Seventy years ago last month the film Gone With the Wind made its appearance in American movie theaters. Jay Bookman at the Atlanta Journal-Constitution has a nice historical reflection on the film’s opening in Atlanta. Bookman quotes from Time magazine’s coverage of the event:
Atlanta’s Mayor William B. Hartsfield proclaimed a three-day festival. Hartsfield urged every Atlanta woman to put on hoop skirts and pantalets, appealed to every male to don tight trousers and a beaver (hat), sprout a goatee, sideburns and Kentucky colonel whiskers.
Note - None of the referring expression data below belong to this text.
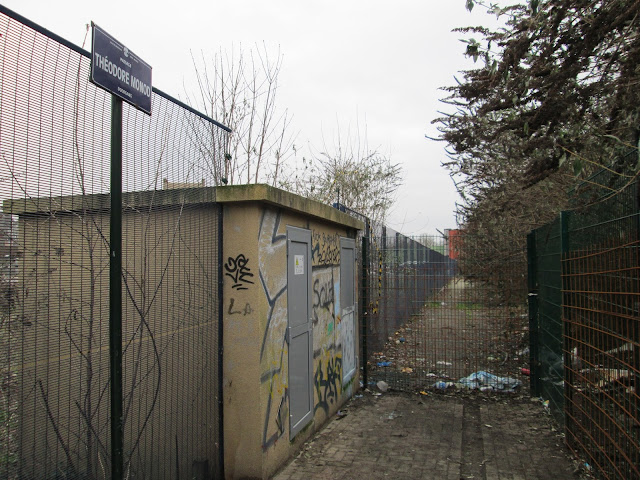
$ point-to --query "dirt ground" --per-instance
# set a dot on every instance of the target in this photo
(419, 430)
(437, 436)
(451, 337)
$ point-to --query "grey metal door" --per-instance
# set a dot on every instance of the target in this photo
(300, 328)
(348, 307)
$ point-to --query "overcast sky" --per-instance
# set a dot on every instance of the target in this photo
(373, 63)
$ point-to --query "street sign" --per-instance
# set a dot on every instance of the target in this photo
(116, 69)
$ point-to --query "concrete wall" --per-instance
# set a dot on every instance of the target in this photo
(170, 328)
(170, 339)
(256, 401)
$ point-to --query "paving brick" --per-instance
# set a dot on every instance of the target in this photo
(404, 436)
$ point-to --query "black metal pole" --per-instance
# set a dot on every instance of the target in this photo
(220, 439)
(532, 280)
(365, 310)
(115, 291)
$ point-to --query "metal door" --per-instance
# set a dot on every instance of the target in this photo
(347, 325)
(300, 331)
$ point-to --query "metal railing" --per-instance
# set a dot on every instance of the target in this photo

While the Stars and Bars flapped from every building, some 300,000 Atlantans and visitors lined up for seven miles to watch the procession of limousines bring British Vivien Leigh (in tears as thousands welcomed her “back home”), Clark Gable, his wife Carole Lombard, Producer David O. Selznick, Laurence Olivier and others from the airport. Crowds larger than the combined armies that fought at Atlanta in July 1864 waved Confederate flags, tossed confetti till it seemed to be snowing, gave three different versions of the Rebel yell, whistled, cheered, goggled.
Bookman reminds us that Hattie McDaniel, the actress who played “Mammie” and who received an Academy Award for her performance in the film, was not permitted to attend the festivities because of the color of her skin.
Hat tip to Civil War Memory, which also has some thoughts about teaching the film to high school students.